Tuesday, September 20, 2016

How to Get Out of a Reading Rut


A friend and I were discussing online how we had both fallen into a deep reading rut.  She was asking for book suggestions and I was telling her how I had nothing to offer because I had read very little lately and the books I had read were not thrilling me.  I was dragging through short books and returning books to the library unread. 

I turned to another (in-real-life) friend.  She is my go-to book friend.  We have similar taste, and she reads far more and more quickly than I do so she always has a book (or five!) to suggest. This is what she said: "My last rut, I just read a bunch of middle reader books, but it worked."  

I took her words to heart and got a few books from the library.  I started with Out of My Mind by Sharon Draper.  After reading that, my friend told me to try Wonder by R. J. Polacio, a book in a similar vein. Both books are the stories of children with physical difficulties who must navigate the social world of school and life and also what it means to be different than what everyone else calls normal.  I love books that are well-crafted stories but also appropriate to discuss and pass on my pre-teens.
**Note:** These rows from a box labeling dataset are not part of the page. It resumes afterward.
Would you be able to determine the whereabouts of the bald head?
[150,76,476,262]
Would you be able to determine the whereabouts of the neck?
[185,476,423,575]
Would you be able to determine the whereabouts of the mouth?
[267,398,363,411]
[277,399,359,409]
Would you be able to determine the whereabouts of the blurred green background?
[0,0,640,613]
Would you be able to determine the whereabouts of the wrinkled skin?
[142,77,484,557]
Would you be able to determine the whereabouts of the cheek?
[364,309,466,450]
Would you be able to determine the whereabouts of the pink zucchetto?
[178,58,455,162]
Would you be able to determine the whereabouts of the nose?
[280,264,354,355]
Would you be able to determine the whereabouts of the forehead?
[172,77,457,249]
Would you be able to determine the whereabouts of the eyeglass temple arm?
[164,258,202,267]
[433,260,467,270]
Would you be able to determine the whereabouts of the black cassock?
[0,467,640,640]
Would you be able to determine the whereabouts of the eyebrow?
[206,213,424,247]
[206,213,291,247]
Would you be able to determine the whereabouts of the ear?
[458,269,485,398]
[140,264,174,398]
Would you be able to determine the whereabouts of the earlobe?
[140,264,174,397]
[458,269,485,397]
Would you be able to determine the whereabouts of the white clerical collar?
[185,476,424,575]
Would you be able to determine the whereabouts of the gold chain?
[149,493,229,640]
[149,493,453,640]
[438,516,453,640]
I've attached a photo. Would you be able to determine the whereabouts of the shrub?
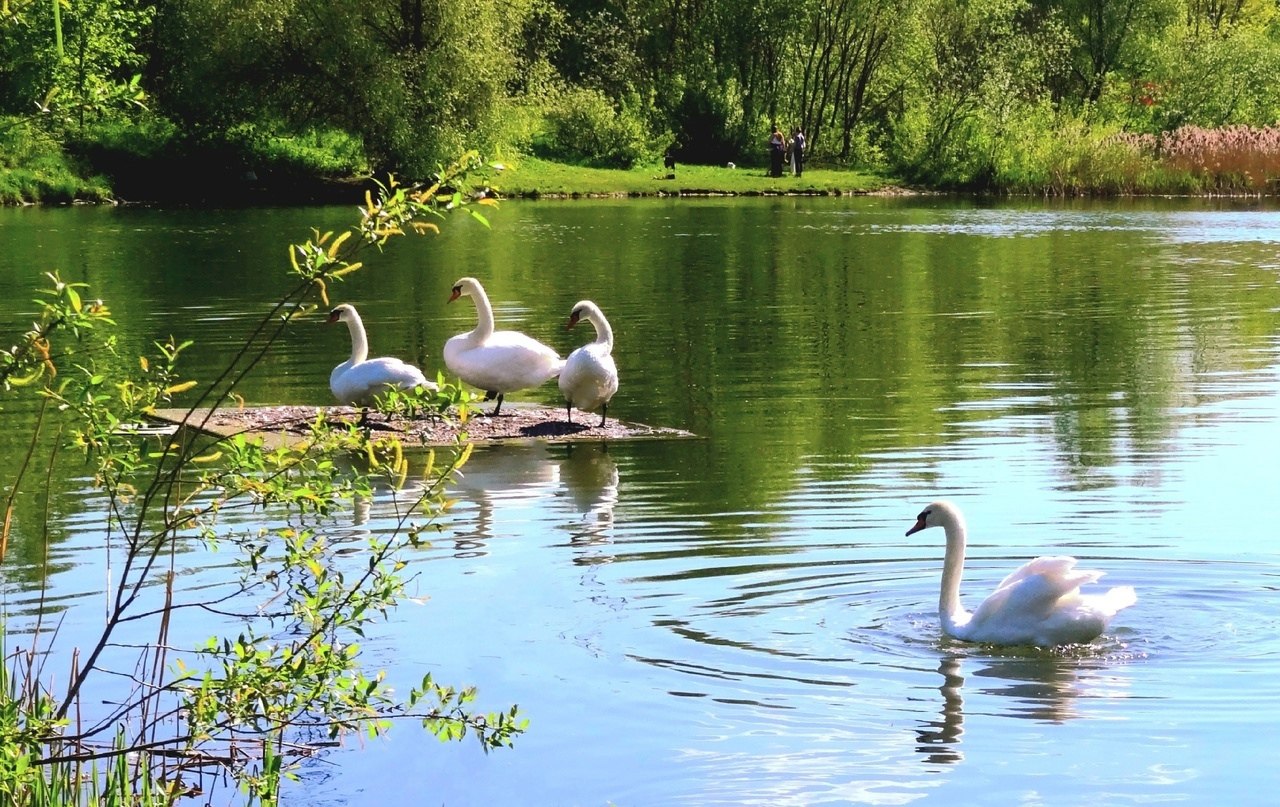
[534,90,660,168]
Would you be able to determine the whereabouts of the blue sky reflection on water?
[0,199,1280,804]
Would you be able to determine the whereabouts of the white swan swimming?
[328,302,436,406]
[906,501,1138,647]
[559,300,618,427]
[444,278,564,415]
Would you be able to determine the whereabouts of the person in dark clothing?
[769,123,787,177]
[791,127,808,177]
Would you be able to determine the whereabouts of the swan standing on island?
[906,501,1138,647]
[559,300,618,427]
[328,302,436,407]
[444,278,564,416]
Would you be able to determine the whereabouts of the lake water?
[0,197,1280,806]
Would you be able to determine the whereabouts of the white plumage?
[559,300,618,427]
[906,501,1138,647]
[328,304,435,406]
[444,278,564,415]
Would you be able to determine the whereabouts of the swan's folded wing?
[973,556,1102,621]
[996,555,1102,596]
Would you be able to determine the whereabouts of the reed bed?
[1108,126,1280,195]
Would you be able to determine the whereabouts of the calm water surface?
[0,199,1280,806]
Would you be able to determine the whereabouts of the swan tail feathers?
[1100,585,1138,614]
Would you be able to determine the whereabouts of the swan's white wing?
[559,343,618,410]
[444,330,564,392]
[965,556,1135,646]
[329,357,435,404]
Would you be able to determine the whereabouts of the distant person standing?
[769,123,787,177]
[791,127,808,177]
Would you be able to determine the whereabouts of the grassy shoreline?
[494,158,901,199]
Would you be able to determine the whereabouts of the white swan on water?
[328,302,436,406]
[906,501,1138,647]
[444,278,564,415]
[559,300,618,427]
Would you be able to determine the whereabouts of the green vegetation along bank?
[0,0,1280,204]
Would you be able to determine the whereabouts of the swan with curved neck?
[328,302,435,406]
[559,300,618,427]
[906,501,1138,647]
[444,278,564,415]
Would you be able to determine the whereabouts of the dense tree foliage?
[0,0,1280,186]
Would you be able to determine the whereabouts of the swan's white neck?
[938,511,969,635]
[590,310,613,351]
[468,286,493,342]
[343,309,369,366]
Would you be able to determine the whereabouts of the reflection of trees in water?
[915,651,1117,763]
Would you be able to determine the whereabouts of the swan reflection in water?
[449,442,559,557]
[915,651,1125,763]
[559,441,618,564]
[451,442,618,564]
[330,442,618,564]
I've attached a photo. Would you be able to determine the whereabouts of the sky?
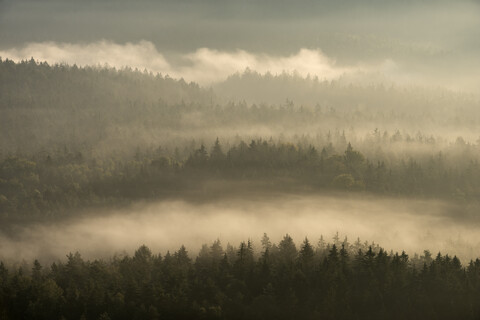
[0,0,480,92]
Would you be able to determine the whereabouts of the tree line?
[0,233,480,319]
[0,139,480,220]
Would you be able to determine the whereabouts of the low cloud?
[0,41,359,85]
[0,194,480,262]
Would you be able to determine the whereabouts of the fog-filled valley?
[0,0,480,320]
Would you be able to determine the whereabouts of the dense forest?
[0,59,480,319]
[0,233,480,319]
[0,140,480,221]
[0,59,480,221]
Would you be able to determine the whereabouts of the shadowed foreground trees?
[0,235,480,319]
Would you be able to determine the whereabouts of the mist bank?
[0,60,480,158]
[4,139,480,221]
[0,40,479,94]
[0,193,480,262]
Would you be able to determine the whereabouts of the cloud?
[0,40,354,85]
What makes this even more fun is that Wonder is being made into movie (April 2017).  A local group of friends got together earlier this month to watch another book-to-movie adaptation and I'm hoping even more of us can watch this one, too, maybe with our kids.

Right now I need books that are easy to begin and continue, even if I can only read in short bursts. These are a few of my other middle grade favorites: 

The Wednesday Wars and its companion (not sequel) Okay For Now by Gary Schmidt take place in the late 60s during the Vietnam era. Each follow a different young boy as he lives through a year of school, friends, and the emotional heartbreak of growing up.  I absolutely loved both of these books, so much that I would list them among my favorite books of all time.  These are not just stories for children. 




A Long Way From Chicago and  A Year Down Yonder by Richard Peck are a different sort of book. They each are written more like a series of short stories. Set during the Depression era, A Long Way From Chicago comes first and recounts a string of summers when Joey and his sister, Mary Alice, leave the city to spend the summer with their Grandmother Dowdel who is quite a colorful character. A Year Down Yondera Newbery winner, focuses on Mary Alice, now fifteen.  Joey is grown up, and is sent to spend an entire year by herself with her grandmother. 



Do you read middle grade fiction or do you leave that to your kids?
 

What are some good ones you (or they) have read lately?